L’altro dato rilevante è che la maggior parte dei piccoli worker svolge lavori pericolosi che, come denucia l’Ilo « per loro natura producono effetti negativi sulla salute, sicurezza e sviluppo morale». Sono oltre 85 milioni, di cui 31 in Asia e oltre 30 in Africa subsahariana. Per quanto riguarda la distribuzione per sesso dai 15 ai 17 anni, in più dell’ 80 % dei casi si tratta di ragazzi. Invece nella fascia d’età che va dai 5 agli 11 anni, le bambine sottoposte a lavori pericolosi rappresentano il 58% del totale.

Quasi il 60% dei minori viene impiegato in agricoltura, il 25% nei servizi, mentre svogono lavori domestici il 7% dei ragazzi, anche se specifica di continuo l’Ilo: « Il lavoro svolto all’interno della propria famiglia e della propria casa non è conteggiato».Conseguenza diretta del lavoro minorile “nascosto”, è l’assenza pressochè totale di remunerazione. I bambini schiavi lavorano senza essere ricompensati nel 68% dei casi, tanto più se il datore di lavoro coincide con la famiglia.

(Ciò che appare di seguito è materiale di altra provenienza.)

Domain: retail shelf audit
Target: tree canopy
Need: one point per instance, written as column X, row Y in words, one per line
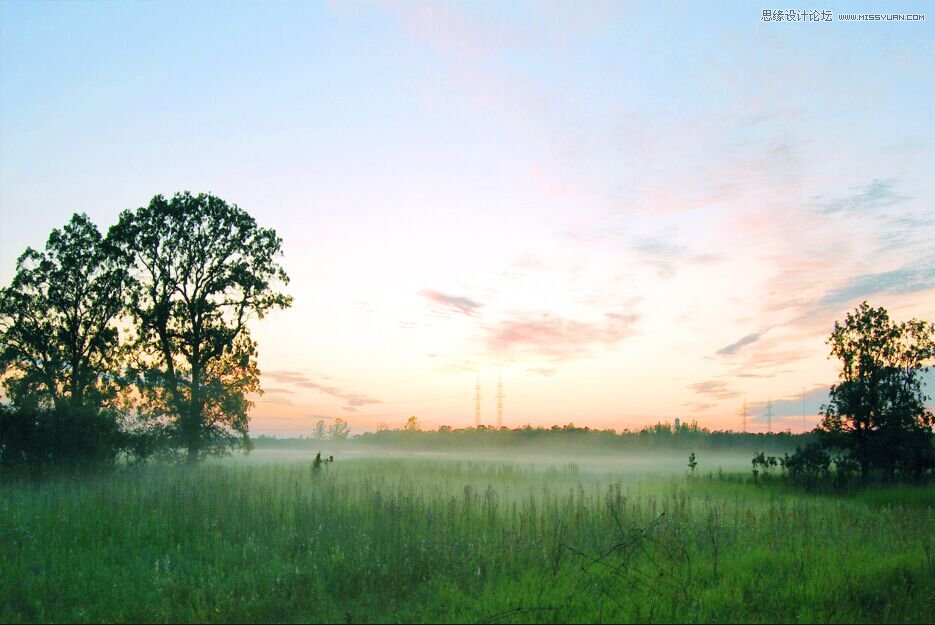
column 58, row 331
column 198, row 269
column 877, row 413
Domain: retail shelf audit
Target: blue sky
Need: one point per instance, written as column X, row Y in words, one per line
column 630, row 211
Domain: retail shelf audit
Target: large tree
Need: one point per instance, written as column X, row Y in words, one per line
column 877, row 413
column 58, row 322
column 199, row 269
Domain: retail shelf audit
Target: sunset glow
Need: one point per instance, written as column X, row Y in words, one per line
column 632, row 212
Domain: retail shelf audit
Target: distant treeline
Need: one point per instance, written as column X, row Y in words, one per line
column 570, row 437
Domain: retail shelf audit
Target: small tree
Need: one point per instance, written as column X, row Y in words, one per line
column 58, row 331
column 199, row 269
column 876, row 414
column 339, row 430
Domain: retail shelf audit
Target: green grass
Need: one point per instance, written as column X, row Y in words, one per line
column 398, row 540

Il problema delle mansioni non misurabili viene evidenziato soprattutto in relazione al lavoro forzato «in ragione della natura illecita di queste forme estreme di sfruttamento». Tuttavia si stima che oltre 5 milioni di minori siano coinvolti in questo tipo di attività, tra cui rientrano per esempio lo sfruttamento sessuale e la partecipazione ai conflitti armati, anche per conto dello Stato.

«Il lavoro minorile come forma di sfruttamento non va affatto sottovalutato. In Europa, che non rientra in studi come quello uscito ieri, con l’aumento della povertà il fenomeno è in risalita, anche se in forme totalmente illegali», commenta Carola Moncada, del progetto Children rough sleepers, che si occupa dei minori invisibili, scappati dalle case famiglie o fuggiti dalle loro patrie in cerca di una vita migliore e coinvolti nelle peggiori forme di moderna schiavitù, senza che si conosca il loro destino.

L’emergenza dei minori senza fissa dimora si è fatta più forte con la crisi, ma è davvero difficile avere una panoramica numerica attendibile su questi ragazzi, invisibili anche ai controlli della polizia. Secondo Children rough sleepers sarebbero più di 10.000 i ragazzi scomparsi in Italia negli ultimi 10 anni. La maggior parte (8632) non avrebbe la cittadinanza italiana e proverrebbe proprio da quei paesi in cui lo sfruttamento è conclamato e misurabile.